Sur quasiment tous les continents, des “modèles régionaux”, dont l’influence dépasse les frontières nationales, perdent pied dans le classement. En Amérique latine, le Brésil (108ème, -9), moteur économique de la région, poursuit sa chute amorcée l’année dernière. Les cinq journalistes qui ont perdu la vie en 2012, ainsi que des problèmes persistants de pluralisme des médias, expliquent cette dégradation. En Asie, l’Inde (140ème, -9) est à son pire niveau depuis 2002. En cause : un climat d’impunité grandissant et une censure du Net qui continue à se développer. LaChine (173ème, +1) ne montre aucun signe d’amélioration. Ses prisons détiennent toujours un grand nombre de journalistes et de net-citoyens, alors que la censure du web, de plus en plus impopulaire, demeure un obstacle majeur dans l’accès à l’information.

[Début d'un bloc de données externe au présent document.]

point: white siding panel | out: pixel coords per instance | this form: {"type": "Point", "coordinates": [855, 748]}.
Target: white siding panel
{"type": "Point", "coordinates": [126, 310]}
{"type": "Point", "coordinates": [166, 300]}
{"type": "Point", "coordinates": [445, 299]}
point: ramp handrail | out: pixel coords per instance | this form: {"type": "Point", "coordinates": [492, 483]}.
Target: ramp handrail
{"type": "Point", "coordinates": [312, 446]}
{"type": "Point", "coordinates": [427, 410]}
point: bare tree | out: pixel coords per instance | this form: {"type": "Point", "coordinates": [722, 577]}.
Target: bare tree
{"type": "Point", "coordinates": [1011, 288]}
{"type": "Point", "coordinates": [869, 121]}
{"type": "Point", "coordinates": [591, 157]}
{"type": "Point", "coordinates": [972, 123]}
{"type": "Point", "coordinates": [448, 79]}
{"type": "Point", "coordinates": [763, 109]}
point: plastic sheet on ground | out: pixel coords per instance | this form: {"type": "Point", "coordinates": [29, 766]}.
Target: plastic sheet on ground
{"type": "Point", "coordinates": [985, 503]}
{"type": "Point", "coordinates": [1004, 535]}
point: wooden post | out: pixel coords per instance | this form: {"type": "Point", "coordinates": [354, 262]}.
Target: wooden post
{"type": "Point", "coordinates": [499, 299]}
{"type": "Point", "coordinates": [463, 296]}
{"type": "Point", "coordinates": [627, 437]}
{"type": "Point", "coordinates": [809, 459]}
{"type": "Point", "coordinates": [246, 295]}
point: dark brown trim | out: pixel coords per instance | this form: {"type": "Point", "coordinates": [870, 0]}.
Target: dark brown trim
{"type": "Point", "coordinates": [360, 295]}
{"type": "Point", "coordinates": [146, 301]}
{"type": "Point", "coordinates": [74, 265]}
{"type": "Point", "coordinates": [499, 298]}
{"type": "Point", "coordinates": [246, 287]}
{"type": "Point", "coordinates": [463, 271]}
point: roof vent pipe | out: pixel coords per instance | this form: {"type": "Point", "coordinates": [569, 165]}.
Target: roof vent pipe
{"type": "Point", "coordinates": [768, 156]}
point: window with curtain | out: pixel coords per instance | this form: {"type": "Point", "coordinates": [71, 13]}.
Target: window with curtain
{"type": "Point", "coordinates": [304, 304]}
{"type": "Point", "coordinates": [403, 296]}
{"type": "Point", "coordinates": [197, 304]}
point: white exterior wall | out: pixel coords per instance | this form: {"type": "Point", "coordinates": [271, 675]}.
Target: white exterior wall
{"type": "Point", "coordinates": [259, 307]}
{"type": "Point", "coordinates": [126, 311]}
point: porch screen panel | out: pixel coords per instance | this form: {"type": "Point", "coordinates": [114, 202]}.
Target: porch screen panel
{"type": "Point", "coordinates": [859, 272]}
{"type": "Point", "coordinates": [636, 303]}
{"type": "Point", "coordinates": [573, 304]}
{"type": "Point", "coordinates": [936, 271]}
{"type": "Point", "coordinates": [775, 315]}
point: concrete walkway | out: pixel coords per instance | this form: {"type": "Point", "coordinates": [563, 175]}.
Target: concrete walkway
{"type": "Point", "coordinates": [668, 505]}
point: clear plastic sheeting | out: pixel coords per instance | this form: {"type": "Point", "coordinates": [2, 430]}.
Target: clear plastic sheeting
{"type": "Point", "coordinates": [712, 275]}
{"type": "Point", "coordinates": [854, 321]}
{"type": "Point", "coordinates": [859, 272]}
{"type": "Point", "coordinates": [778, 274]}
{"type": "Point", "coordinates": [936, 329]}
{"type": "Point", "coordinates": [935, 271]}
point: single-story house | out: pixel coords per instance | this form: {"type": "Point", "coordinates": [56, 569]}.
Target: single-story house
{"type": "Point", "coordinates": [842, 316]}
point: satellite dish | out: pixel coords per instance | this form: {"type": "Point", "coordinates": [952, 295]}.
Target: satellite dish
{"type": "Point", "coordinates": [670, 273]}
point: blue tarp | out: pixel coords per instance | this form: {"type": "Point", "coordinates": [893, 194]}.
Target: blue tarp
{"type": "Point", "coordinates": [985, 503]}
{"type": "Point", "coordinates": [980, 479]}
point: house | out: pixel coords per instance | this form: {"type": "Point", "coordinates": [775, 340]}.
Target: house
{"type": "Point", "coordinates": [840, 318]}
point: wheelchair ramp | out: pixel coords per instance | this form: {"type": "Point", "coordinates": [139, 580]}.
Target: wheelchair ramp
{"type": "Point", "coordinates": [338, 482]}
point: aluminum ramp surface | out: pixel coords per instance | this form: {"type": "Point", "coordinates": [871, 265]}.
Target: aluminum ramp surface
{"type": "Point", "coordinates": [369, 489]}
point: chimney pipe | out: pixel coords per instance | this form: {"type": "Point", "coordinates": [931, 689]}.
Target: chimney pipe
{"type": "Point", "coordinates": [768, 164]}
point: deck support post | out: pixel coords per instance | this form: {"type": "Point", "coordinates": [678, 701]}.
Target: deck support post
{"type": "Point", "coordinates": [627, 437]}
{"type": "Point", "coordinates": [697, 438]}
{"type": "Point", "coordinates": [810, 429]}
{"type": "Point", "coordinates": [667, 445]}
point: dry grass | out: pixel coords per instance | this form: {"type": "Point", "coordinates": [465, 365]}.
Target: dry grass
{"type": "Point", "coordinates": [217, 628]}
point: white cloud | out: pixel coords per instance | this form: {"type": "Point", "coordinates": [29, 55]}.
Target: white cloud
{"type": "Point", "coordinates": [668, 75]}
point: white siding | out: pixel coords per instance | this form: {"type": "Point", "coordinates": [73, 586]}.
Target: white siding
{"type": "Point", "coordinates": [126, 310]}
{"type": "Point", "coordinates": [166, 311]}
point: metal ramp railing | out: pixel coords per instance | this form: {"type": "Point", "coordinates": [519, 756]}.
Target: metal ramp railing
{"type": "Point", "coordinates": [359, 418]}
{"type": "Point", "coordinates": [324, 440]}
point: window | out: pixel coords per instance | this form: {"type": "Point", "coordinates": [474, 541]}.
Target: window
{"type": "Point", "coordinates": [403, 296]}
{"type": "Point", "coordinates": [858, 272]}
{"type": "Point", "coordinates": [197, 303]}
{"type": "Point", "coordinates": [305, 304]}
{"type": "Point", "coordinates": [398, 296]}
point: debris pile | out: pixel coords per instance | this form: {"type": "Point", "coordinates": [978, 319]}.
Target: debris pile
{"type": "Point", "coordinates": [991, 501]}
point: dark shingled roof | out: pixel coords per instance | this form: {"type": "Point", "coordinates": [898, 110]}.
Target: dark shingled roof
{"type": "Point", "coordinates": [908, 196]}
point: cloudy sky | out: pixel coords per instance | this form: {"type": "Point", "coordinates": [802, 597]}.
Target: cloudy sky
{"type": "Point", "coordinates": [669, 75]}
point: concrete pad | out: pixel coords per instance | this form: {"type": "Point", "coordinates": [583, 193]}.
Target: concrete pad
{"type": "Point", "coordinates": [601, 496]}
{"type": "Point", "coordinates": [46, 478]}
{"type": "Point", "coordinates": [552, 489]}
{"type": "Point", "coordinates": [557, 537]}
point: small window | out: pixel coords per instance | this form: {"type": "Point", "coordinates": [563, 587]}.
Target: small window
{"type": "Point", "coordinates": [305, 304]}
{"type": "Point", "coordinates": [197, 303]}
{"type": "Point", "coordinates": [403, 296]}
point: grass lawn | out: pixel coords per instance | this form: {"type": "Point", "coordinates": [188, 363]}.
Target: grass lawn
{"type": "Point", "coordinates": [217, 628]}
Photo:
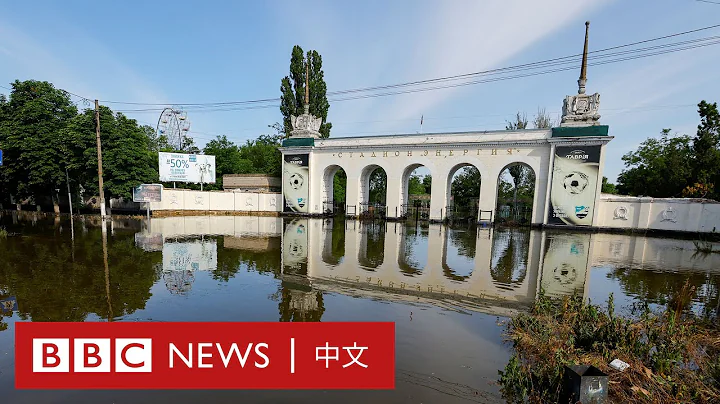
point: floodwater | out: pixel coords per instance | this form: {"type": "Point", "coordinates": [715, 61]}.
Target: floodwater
{"type": "Point", "coordinates": [446, 289]}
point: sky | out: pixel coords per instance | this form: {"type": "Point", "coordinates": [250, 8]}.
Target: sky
{"type": "Point", "coordinates": [170, 52]}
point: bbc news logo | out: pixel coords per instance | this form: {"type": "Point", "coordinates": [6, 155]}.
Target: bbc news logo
{"type": "Point", "coordinates": [92, 355]}
{"type": "Point", "coordinates": [210, 356]}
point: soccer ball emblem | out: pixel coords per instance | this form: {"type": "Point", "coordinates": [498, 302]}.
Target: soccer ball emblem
{"type": "Point", "coordinates": [575, 182]}
{"type": "Point", "coordinates": [296, 181]}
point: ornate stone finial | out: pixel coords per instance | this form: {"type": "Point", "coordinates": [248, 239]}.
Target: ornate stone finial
{"type": "Point", "coordinates": [581, 109]}
{"type": "Point", "coordinates": [306, 125]}
{"type": "Point", "coordinates": [583, 69]}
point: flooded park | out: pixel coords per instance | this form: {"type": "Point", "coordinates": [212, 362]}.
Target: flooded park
{"type": "Point", "coordinates": [447, 289]}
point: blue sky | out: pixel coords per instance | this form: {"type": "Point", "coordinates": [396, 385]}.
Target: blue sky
{"type": "Point", "coordinates": [211, 51]}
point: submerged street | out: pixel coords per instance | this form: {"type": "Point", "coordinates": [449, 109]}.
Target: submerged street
{"type": "Point", "coordinates": [447, 289]}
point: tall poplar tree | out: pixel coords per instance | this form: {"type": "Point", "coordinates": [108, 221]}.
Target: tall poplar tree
{"type": "Point", "coordinates": [292, 87]}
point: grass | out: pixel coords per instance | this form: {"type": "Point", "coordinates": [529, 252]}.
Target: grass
{"type": "Point", "coordinates": [673, 356]}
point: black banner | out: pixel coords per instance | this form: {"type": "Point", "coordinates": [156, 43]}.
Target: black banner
{"type": "Point", "coordinates": [574, 181]}
{"type": "Point", "coordinates": [296, 183]}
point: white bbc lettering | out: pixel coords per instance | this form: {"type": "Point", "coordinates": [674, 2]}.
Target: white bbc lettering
{"type": "Point", "coordinates": [225, 356]}
{"type": "Point", "coordinates": [51, 355]}
{"type": "Point", "coordinates": [133, 355]}
{"type": "Point", "coordinates": [91, 355]}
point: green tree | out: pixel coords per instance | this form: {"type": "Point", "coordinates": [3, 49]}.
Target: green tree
{"type": "Point", "coordinates": [228, 159]}
{"type": "Point", "coordinates": [378, 186]}
{"type": "Point", "coordinates": [519, 123]}
{"type": "Point", "coordinates": [292, 88]}
{"type": "Point", "coordinates": [706, 146]}
{"type": "Point", "coordinates": [339, 186]}
{"type": "Point", "coordinates": [32, 135]}
{"type": "Point", "coordinates": [264, 155]}
{"type": "Point", "coordinates": [427, 183]}
{"type": "Point", "coordinates": [542, 120]}
{"type": "Point", "coordinates": [127, 151]}
{"type": "Point", "coordinates": [465, 186]}
{"type": "Point", "coordinates": [660, 167]}
{"type": "Point", "coordinates": [608, 187]}
{"type": "Point", "coordinates": [415, 186]}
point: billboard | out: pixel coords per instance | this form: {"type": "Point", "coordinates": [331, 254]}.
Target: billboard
{"type": "Point", "coordinates": [147, 193]}
{"type": "Point", "coordinates": [177, 167]}
{"type": "Point", "coordinates": [190, 255]}
{"type": "Point", "coordinates": [296, 176]}
{"type": "Point", "coordinates": [574, 181]}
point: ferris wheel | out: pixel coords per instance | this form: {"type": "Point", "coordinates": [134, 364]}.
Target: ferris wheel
{"type": "Point", "coordinates": [174, 125]}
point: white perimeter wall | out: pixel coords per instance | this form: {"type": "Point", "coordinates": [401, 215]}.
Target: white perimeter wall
{"type": "Point", "coordinates": [674, 214]}
{"type": "Point", "coordinates": [181, 199]}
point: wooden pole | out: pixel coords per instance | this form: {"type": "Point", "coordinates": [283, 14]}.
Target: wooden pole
{"type": "Point", "coordinates": [97, 135]}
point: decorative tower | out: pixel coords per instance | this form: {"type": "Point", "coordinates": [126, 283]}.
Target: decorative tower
{"type": "Point", "coordinates": [581, 109]}
{"type": "Point", "coordinates": [306, 125]}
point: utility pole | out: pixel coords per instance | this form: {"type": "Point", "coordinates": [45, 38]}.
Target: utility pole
{"type": "Point", "coordinates": [72, 224]}
{"type": "Point", "coordinates": [97, 134]}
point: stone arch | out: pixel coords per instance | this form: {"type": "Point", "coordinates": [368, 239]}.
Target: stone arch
{"type": "Point", "coordinates": [327, 189]}
{"type": "Point", "coordinates": [405, 190]}
{"type": "Point", "coordinates": [518, 205]}
{"type": "Point", "coordinates": [463, 209]}
{"type": "Point", "coordinates": [364, 184]}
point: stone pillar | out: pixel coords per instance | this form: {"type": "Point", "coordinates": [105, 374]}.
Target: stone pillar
{"type": "Point", "coordinates": [598, 189]}
{"type": "Point", "coordinates": [548, 186]}
{"type": "Point", "coordinates": [352, 192]}
{"type": "Point", "coordinates": [488, 196]}
{"type": "Point", "coordinates": [438, 196]}
{"type": "Point", "coordinates": [395, 187]}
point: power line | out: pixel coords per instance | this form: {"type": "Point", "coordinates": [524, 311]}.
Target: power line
{"type": "Point", "coordinates": [564, 59]}
{"type": "Point", "coordinates": [610, 58]}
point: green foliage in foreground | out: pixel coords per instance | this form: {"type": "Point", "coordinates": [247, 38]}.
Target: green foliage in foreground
{"type": "Point", "coordinates": [673, 357]}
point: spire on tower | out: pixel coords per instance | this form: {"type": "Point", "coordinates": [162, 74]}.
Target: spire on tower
{"type": "Point", "coordinates": [583, 69]}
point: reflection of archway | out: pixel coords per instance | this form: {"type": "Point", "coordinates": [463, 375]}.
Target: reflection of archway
{"type": "Point", "coordinates": [333, 199]}
{"type": "Point", "coordinates": [515, 193]}
{"type": "Point", "coordinates": [415, 192]}
{"type": "Point", "coordinates": [463, 192]}
{"type": "Point", "coordinates": [509, 257]}
{"type": "Point", "coordinates": [461, 252]}
{"type": "Point", "coordinates": [412, 257]}
{"type": "Point", "coordinates": [375, 192]}
{"type": "Point", "coordinates": [334, 246]}
{"type": "Point", "coordinates": [372, 245]}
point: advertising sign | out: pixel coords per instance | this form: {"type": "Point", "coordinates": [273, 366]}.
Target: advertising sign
{"type": "Point", "coordinates": [147, 193]}
{"type": "Point", "coordinates": [196, 168]}
{"type": "Point", "coordinates": [575, 178]}
{"type": "Point", "coordinates": [296, 176]}
{"type": "Point", "coordinates": [193, 255]}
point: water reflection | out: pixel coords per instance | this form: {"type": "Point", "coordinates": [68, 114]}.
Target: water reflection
{"type": "Point", "coordinates": [435, 282]}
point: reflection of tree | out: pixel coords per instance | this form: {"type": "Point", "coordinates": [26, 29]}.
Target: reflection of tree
{"type": "Point", "coordinates": [300, 304]}
{"type": "Point", "coordinates": [230, 260]}
{"type": "Point", "coordinates": [466, 243]}
{"type": "Point", "coordinates": [510, 253]}
{"type": "Point", "coordinates": [334, 248]}
{"type": "Point", "coordinates": [666, 288]}
{"type": "Point", "coordinates": [407, 260]}
{"type": "Point", "coordinates": [372, 253]}
{"type": "Point", "coordinates": [41, 274]}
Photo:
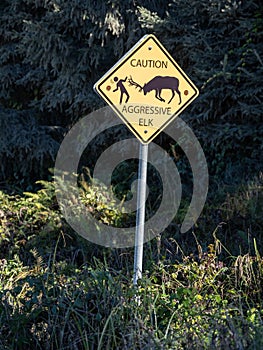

La Russie (148ème, -6) perd encore plusieurs places du fait du tour de vis répressif mis en place depuis le retour à la présidence de Vladimir Poutine, en réponse à la mobilisation sans précédent de l’opposition. Le pays reste également marqué par l’impunité intolérable de nombreux assassins et agresseurs de journalistes. La Turquie (154ème, -6), dont l’importance sur l’échiquier politique s’est encore accrue du fait du conflit syrien, s’enfonce un peu plus dans le classement. Le pays est à ce jour la première prison au monde pour les journalistes, en particulier ceux qui développent des vues critiques des autorités sur la question kurde. Rien de comparable avec l’Afrique du Sud (52ème, -10) qui garde une place très honorable - la liberté de l’information y est une réalité - mais qui recule d’année en année jusqu’à sortir pour la première fois des cinquante pays les mieux classés. Le journalisme d’investigation y est menacé par la Loi de “Protection des informations d’État”.